# tutorials/generate_missing_modalities.py
"""
==================================================
Modality-wise missing data simulation (Amputation)
==================================================

Evaluation and benchmarking of new algorithms or models under diverse conditions is essential to ensure their
robustness, added value and generalizability. `iMML` simplifies this process by simulating incomplete multi-modal
datasets with modality-wise missing data.
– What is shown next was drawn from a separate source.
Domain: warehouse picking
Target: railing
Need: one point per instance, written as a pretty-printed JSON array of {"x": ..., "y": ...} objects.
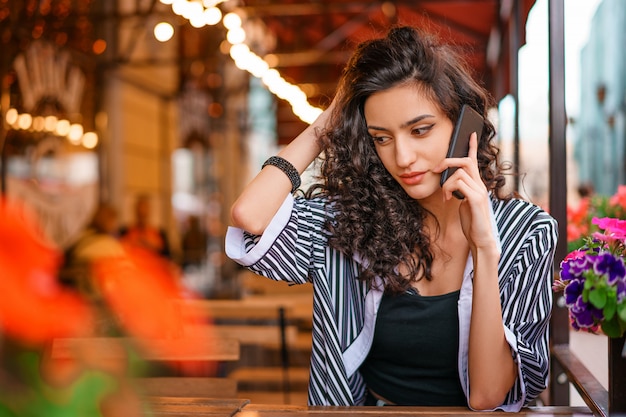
[{"x": 601, "y": 402}]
This so-called data amputation process allows for controlled testing of
methods by introducing missing data from various mechanisms that reflect real-world scenarios where different
modalities may be partially observed or entirely missing.

What you will learn:

- The four amputation (missingness) mechanisms supported by `iMML` (PM, MCAR, MNAR, MEM).
- How to generate modality-wise incomplete multi-modal datasets with ``Amputer``.
- How to visualize missingness patterns across modalities with ``plot_missing_modality``.
- How missingness mechanisms and rates affect per-modality data availability.

Missingness mechanisms:

- Partial missing (PM): some modalities are fully observed for all samples, while others are partially missing at random.
- Missing completely at random (MCAR): missing modalities occur randomly across samples.
- Missing not at random (MNAR): certain samples are missing in specific modalities due to factors that influence missingness.
- Mutually exclusive missing (MEM): incomplete samples have only one observed modality (an extreme case of MNAR).

This tutorial is fully reproducible and uses a small synthetic dataset. You can easily
replace the data-loading section with your own data following the same structure.
"""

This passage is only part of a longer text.